Dearborn, one of the defendants, has demurred to a portion of the bill and answered the remainder. This demurrer presents all the questions that arise, in this stage of the proceedings. Considerations of form or substance, not noticed by the parties, and not presented by the demurrer, are waived in the present examination.
The plaintiff claims to have acquired title to certain land, by virtue of an attachment and of a levy thereon, as the property of David L. Hobbs, one of the defendants; and he alleges that David L. Hobbs deeded the premises to his son, John Hobbs, another of the defendants; that John Hobbs pretended to convey in mortgage the same property to Dear-born, the other defendant, who has entered to foreclose the mortgage, and that these conveyances were not bona fide, but fraudulent, and effected in truth “ to protect the property, and keep it for the use of said David L. Hobbs, and to cheat and defraud the plaintiff out of his just demand against him.”
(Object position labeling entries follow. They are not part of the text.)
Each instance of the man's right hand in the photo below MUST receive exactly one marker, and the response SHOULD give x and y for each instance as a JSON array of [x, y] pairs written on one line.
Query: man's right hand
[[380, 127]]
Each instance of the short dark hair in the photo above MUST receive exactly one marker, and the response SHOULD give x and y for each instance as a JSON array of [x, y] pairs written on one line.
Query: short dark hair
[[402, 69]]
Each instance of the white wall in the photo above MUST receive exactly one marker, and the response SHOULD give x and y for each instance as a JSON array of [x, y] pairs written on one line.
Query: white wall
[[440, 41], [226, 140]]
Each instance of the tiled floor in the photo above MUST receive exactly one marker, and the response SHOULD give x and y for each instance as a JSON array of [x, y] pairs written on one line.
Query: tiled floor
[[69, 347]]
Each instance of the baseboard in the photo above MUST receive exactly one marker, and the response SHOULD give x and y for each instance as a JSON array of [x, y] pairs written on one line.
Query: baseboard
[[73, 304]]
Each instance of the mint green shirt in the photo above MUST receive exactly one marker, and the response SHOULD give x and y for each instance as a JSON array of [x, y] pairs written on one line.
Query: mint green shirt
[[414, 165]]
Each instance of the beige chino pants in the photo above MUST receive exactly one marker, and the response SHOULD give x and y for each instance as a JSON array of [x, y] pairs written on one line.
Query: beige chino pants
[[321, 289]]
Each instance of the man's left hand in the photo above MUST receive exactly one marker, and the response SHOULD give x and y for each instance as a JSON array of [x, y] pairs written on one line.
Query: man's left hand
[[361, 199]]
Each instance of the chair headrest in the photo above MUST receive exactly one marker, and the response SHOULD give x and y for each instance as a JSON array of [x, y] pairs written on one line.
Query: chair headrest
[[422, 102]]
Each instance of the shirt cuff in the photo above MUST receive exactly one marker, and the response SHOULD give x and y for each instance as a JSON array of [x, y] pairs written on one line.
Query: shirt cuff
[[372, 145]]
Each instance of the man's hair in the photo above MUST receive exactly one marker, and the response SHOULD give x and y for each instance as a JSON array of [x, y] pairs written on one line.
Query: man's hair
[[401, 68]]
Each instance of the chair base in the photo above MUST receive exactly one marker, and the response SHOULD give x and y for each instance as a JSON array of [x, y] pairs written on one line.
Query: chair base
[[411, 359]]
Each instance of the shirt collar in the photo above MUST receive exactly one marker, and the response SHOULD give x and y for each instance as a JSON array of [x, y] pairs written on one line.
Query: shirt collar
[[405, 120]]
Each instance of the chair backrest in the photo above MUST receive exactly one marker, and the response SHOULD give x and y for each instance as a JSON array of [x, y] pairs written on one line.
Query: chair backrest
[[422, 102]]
The plaintiff seeks for a discovery of the facts and circumstances attending these transactions; and particularly, calls on Dearborn to state whether he did not know of said Burns’ claim and suit, before he took the mortgage from John, and before David L. conveyed to John, “ and to produce and file in *276Court, with his answer, the original note of $1310,66, and tó state what said note was given for, and when; if for money, where ? In whose presence, and to whom was it paid, and what was then done with it, and where and from whom did said Dearborn obtain the money ?” “ Said Burns further represents that it appears of record, that on the 22d of August, 1840, said John Hobbs executed to one Josiah Dearborn, of Effingham, N. H., a mortgage, to secure payment of $ 1310,66 payable in three years from that day, with interest annually, but he does not suppose that such mortgage deed was in truth, and bona fide executed at that time. It was recorded the 25th of June, 1846, book 192, pages 19, 20. And said Burns is informed and believes that said Dearborn claims to hold the premises by virtue of the mortgage.”
The demurrer covers that portion of the bill above recited, and proceeds upon the position that the party demurring is not required to discover documents,, or evidence which solely respect his own title. As an abstract proposition this may be true; but its direct or necessary application to this case, is not required.
The plaintiff presents prima facie, an equitable title, at least, to the premises, which he acquired in due form of law; and he calls upon a court of equity to sustain this title against what he considers the pretended title of Dearborn, originating and asserted in fraud of such equitable title.
Courts of equity acquired jurisdiction over almost all matters of fraud at an early date; and they address the conscience of the defendant, as one of the most direct means of detecting latent frauds and concealments, within his knowledge. If he do not know, such may be his answer; but if he do know, equity demands the discovery upon oath; unless such discovery would expose him to punishment, subject him to penalty or forfeiture, or render him infamous.
If Dearborn as mortgagee has legal or equitable rights they will be duly respected and guarded in a court of equity. But as mortgagee, he cannot, by demurrer to the bill, avoid answering and discovering the date of the execution of his mortgage, *277and whether he claims to hold the premises by virtue of it; or from discovering and producing, if within his power, the note as exhibiting the mortgage debt; or from stating when, where, in whose presence, and for what such note was given; from whom the consideration was received, and to whom paid. All this may serve to enable the court to come at, and adjust the rights of the parties; and it may all be consistent with the plaintiff’s claim under the mortgage. We cannot presume, in this state of the case, that an answer to such portions of the bill as call for this discovery will impeach or impair the defendant’s title.
If he be a bona fide purchaser, without notice of the supposed fraudulent conveyance, he may avail himself of that fact in defence, but if he acquired his title with a full knowledge of the fraud, or if he knowingly participated in effecting such fraudulent transfer, then equity demands of him a discovery of all the facts and circumstances attending it.
A demurrer cannot be good as to a part, which it covers, and bad as to the rest; the whole must stand or fall. Wigram on Discov. 82, 83; Hare on Discov. 140 — 145; Story’s Eq. Pl. § 603 — 605, 811; Cooper’s Eq. Pl. 207, 208; Fonbl. Eq. B. 2, ch. 6, § 2; and B. 6, ch. 3, § 3; 1 Story’s Eq. Jurisp. § 31, 32, 33; Ovey v. Leighton, 2 Sim. & St. 234; Jewett v. Palmer & al. 7 Johns. Ch. 65; Varick v. Briggs, 6 Paige, 329; Jackson v. McChesney, 7 Cowen, 360; Frost v. Beekman, 1 Johns. Ch. 302; Meth. Ep. Church v. Jaques, 1 Johns. Ch. 74; 3 Black. Comm. 437, 438; 2 Madd. Ch. 286; Story’s Eq. Pl. § 443; Livingston v. Livingston, 4 Johns. Ch. 296; Higinbotham v. Burnet, 5 Johns. Ch. 186; Hare on Discov. 289, 290. Demurrer overruled.